Нет, он не жалел, что женился на Тоне. С ней ему было хорошо и покойно. После первой жены, которая идеально подходила под категорию стерв, он имел в доме простую и добрую женщину. Парадокс же заключался в том, что она была оглушена Москвой и свалившимися на нее возможностями. И это осложняло их отношения.
Когда Павел пошел с ней в богатый магазин для беременных, она рванула оттуда как укушенная, увидев первый же ценник. Конечно, по логике человека из общежития в глубинке широкий лифчик с передней застежкой не мог стоить почти тысячу рублей, но у него ведь были деньги, большие деньги, чтоб купить ей его и за тысячу долларов. Но он увидел полные ненависти глаза Тони, признающей только другой счет.
Вся ее жизнь крутилась вокруг средней цифры — пятьсот рублей. Ничего дороже у нее не было, она искала себе одежду в рядах переходов улиц, в толкучке возле метро и вокзалов. Тысячу за один лифчик — это был удар в солнечное сплетение, оскорбление плевком, это было нарушение всех ее нехитрых простеньких приспособлений к слову «выжить». Когда однажды Павел принес огромного копченого угря, не подумав оторвать ценник, Тоня отказалась его есть.
— Так, как ты жила, ты жить больше не будешь.

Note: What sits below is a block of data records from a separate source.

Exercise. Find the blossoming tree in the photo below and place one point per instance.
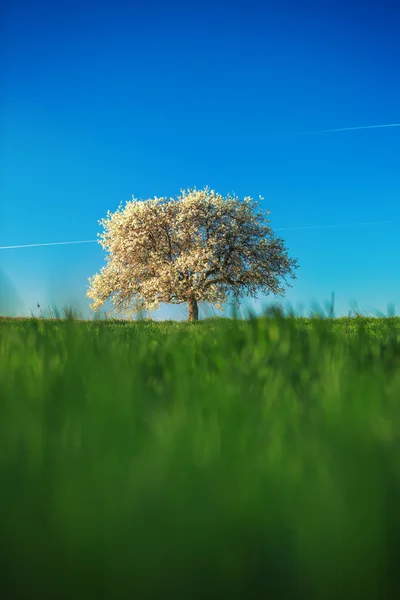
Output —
(198, 248)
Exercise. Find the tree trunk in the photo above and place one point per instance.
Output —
(193, 309)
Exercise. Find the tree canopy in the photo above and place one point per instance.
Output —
(197, 248)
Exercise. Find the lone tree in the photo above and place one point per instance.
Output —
(198, 248)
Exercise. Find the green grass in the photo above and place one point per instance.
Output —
(252, 459)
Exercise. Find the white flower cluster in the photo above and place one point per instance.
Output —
(200, 247)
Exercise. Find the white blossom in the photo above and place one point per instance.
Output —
(198, 248)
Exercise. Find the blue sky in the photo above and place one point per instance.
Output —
(102, 101)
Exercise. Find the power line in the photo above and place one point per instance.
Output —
(347, 129)
(278, 229)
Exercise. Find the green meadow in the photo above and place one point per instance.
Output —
(255, 458)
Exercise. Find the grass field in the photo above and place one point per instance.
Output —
(247, 459)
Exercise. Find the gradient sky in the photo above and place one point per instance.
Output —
(102, 100)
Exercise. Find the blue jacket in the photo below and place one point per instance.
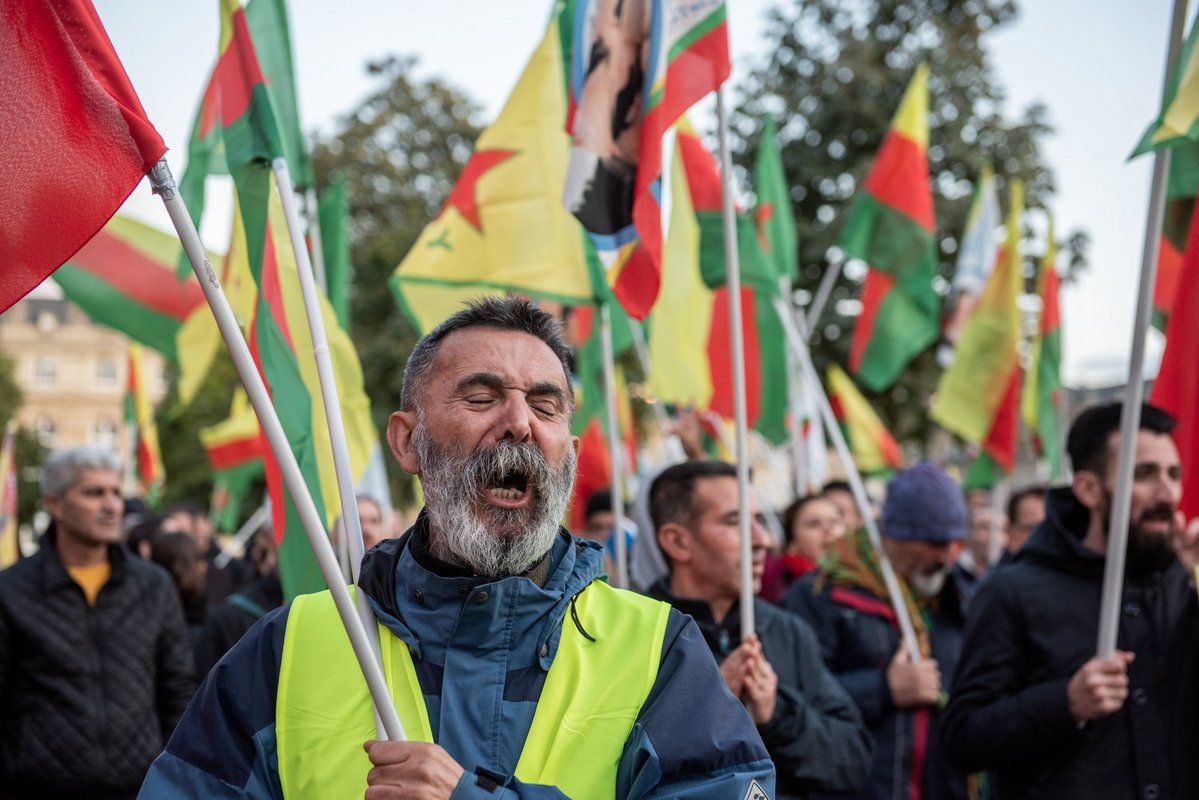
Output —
(691, 739)
(859, 637)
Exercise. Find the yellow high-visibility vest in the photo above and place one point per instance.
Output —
(588, 705)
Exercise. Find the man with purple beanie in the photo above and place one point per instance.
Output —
(845, 601)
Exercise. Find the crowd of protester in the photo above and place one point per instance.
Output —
(108, 629)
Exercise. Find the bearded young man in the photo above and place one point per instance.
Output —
(1031, 702)
(499, 639)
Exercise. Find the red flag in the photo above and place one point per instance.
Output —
(74, 139)
(1176, 389)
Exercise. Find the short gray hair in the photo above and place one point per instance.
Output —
(511, 313)
(61, 469)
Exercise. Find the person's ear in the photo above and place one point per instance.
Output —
(1088, 488)
(675, 542)
(401, 427)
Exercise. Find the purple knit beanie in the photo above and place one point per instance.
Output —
(925, 504)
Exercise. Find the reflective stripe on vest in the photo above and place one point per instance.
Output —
(586, 710)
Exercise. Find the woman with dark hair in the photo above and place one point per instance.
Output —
(811, 524)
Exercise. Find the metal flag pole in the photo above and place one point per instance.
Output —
(351, 525)
(733, 283)
(318, 253)
(821, 296)
(1133, 395)
(799, 344)
(616, 457)
(163, 184)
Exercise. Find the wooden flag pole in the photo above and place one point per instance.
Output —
(616, 456)
(733, 282)
(800, 346)
(1133, 395)
(163, 184)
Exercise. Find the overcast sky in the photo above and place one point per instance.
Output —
(1097, 65)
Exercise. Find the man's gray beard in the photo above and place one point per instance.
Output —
(490, 540)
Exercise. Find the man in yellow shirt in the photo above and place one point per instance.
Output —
(95, 665)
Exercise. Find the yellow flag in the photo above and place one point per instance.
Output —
(504, 227)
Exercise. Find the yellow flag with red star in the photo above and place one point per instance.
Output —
(504, 227)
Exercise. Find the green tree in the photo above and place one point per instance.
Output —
(835, 76)
(30, 452)
(401, 151)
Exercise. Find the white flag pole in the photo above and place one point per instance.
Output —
(800, 346)
(163, 184)
(620, 555)
(351, 525)
(1133, 395)
(733, 282)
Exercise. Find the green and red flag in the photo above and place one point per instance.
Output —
(74, 140)
(690, 336)
(978, 395)
(144, 432)
(871, 443)
(1176, 389)
(234, 449)
(1042, 384)
(229, 88)
(634, 70)
(481, 242)
(125, 278)
(891, 227)
(333, 215)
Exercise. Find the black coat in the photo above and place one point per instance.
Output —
(859, 637)
(815, 738)
(88, 693)
(1031, 626)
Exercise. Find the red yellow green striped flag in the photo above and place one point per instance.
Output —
(1179, 119)
(873, 446)
(1042, 384)
(139, 421)
(634, 70)
(234, 449)
(10, 547)
(125, 278)
(504, 228)
(891, 228)
(978, 396)
(690, 337)
(265, 22)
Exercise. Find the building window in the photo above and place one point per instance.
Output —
(106, 373)
(46, 371)
(44, 431)
(106, 434)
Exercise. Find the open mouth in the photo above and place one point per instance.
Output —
(510, 489)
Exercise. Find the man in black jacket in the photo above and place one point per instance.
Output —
(1031, 702)
(809, 725)
(95, 663)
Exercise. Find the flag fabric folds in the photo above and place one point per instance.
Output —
(125, 278)
(234, 449)
(978, 396)
(976, 254)
(636, 67)
(1042, 384)
(139, 421)
(872, 445)
(891, 227)
(10, 546)
(1176, 389)
(482, 241)
(74, 140)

Это позорно! — закричал Павел. — Хватит выживать! Мы имеем право жить.
Она замерла над этими двумя словами — жить и выживать. Жить-поживать — это было в сказках, это было хорошо, правильно. Жить-выживать — слова-враги, в одном — покой, в другом — смертельная схватка. Всего ничего — приставочка «вы», а какая злоязыкая: выйти вон; накося выкуси; вьстомать; вбить; но, Господи Боже ты мой, но и выродить тоже. Но если выродить, то получается выродка. Но она так не говорит никогда, она говорит — родить. Роды, род, родина — это хорошие слова.